I've noticed I tend to be quite partial to anything that concerns itself thematically with the link between falling asleep and the cold. I'm not sure why, maybe some sort of Hibernian affinity for the idea of hibernation, or maybe because I'm lazy, or maybe because my family name actually means 'the sleepy'. Anyway, I'm a sucker for that kind of thing, and that kind of thing is exactly what Ben Shepard does here, and he does it brilliantly. This song sounds like it was dreamt up, written and recorded in the midnight hours before slumber overtakes us. It's like a bed I keep coming back to.

51. Feist - 1,2,3,4



One, two, three, and four, like my four children surrounding me, gazing with whatever smile it was that won me, their mother's smile, maybe, simple and homely, and mine.

50. Múm - Green Grass of Tunnel



I cannot listen to this song unless it's dark outside, unless I'm somewhere sleepy and warm, and I can properly appreciate the way the singer here, here voice sounds like a blanket.

49. Efterklang - Cutting Ice to Snow

This song tries so hard to be cold. Look at that title! Hear the piano being tapped at like water dripping from icicles. Still, the sun keeps everything bright, glazing off in the distance, melting snow, warming hearts.

48. The Knife - Heartbeats



This song speaks about one night, but it's the same one night that everyone finds themselves going out looking for, a night of closeness and shared breath and warmth and feeling that we want to seek out. This song gets it so right, it could almost be shorthand.

47. Arms - Shitty Little Disco









A song which seems, when you really turn your head and listen to it, to be put together like some kind of constellation, guitar lines and streaking synths laid out and drawn together against a sparse black background, soft and big and beautiful, and telling some simple story ...in which Todd goes out, gets moody, drunk and sick, but ends up with a girl whose name he kinda forgets. This is the kind of story that sounds much, much better in a song, and he knows it, so he gives the story guitars that are angry yet catchy, vocals that are gentle yet insistent, and a beat that just won't fucking quit.

46. Page France - Say Wolf in the Summertime









Happy but not naive. Poppy but not cliched. Bouncy but not silly. Brilliant!

45. Peter Broderick - Games Again









This is the closing song to one of my favourite records of this year. It takes a melody first played in the album's first moments, and wraps itself up in it, making it bigger and bolder.
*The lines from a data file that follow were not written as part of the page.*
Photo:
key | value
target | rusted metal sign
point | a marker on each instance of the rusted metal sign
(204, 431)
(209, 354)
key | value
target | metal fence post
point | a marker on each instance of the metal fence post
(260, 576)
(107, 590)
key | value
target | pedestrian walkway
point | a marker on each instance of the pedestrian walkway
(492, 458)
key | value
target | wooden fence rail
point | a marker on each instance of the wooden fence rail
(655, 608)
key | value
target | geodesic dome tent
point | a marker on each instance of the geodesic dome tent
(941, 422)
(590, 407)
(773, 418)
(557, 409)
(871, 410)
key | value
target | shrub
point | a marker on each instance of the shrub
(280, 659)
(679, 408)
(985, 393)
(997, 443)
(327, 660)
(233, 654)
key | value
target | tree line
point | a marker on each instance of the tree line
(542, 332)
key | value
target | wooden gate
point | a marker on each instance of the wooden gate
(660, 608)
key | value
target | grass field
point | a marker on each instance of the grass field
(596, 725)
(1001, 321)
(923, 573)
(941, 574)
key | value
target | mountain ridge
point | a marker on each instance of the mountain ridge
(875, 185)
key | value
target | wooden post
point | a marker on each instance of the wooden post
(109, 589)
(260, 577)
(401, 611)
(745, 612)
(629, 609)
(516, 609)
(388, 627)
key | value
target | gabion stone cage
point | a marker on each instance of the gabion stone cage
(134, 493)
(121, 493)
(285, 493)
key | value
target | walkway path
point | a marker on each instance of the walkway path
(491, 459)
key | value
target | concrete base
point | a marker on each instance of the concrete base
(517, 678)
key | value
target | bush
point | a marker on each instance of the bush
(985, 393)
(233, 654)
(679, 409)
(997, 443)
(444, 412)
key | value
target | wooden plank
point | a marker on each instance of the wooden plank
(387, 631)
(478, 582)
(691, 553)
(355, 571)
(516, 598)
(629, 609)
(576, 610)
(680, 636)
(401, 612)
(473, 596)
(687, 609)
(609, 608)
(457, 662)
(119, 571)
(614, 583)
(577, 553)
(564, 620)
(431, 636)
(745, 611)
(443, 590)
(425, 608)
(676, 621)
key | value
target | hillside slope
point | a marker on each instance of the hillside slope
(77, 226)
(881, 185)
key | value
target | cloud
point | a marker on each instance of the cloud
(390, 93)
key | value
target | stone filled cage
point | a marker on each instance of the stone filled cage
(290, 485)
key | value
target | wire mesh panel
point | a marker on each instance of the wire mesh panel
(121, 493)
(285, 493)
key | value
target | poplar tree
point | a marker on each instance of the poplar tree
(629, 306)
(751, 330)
It's like putting your little imprint on an apartment you've found somewhere when you move in, when you push your furniture at angles to the wall, when you've filled the kitchen with your food, when you've put up your posters and left your books on desks, when you've slept in your new bed until it's no longer new - and then the day comes when you leave. You pack up these things in boxes, tight and full and pressed down, like the feeling you get when you hold back tears. You pick up your clothes, and use the key a final time, and you undo all the things you did with such simple joy. You shut the door a last time, temporarily homeless. You bid farewell to a place you made part of you.

44. The New Pornographers - Myriad Harbor

This song in particular is really something, just for the way that opening melody has the strange effect of both knocking you off your feet and raising you up. It's an incredible piece of songwriting, and as with most Bejar songs, there's nothing good enough I can say about it.

43. Outkast - Hey Ya!



Don't let the laughter here fool you - this song is beautifully put together, and it pulls you together when you need it, with a chorus like a surprise party.

42. Frog Eyes - Bushels









This song is a country all of its own. It must be, because it doesn't sound like anywhere where regular people would live.

41. Sigur Ros - #4 {Njósnavélin}



Like sailing tall ships made of snow invading the sun, to borrow a phrase.

{I know this has been delayed well beyond the point of irony, but my reasons are good.}

2 Comments:

Anonymous Budi Murjiyanto said...

Amazing!

2:20 PM  
Anonymous Philana said...

There are some songs I really love here. (Njósnavélin? Some kind of beautiful.) Looking forward to the next installment, whenever it may be posted!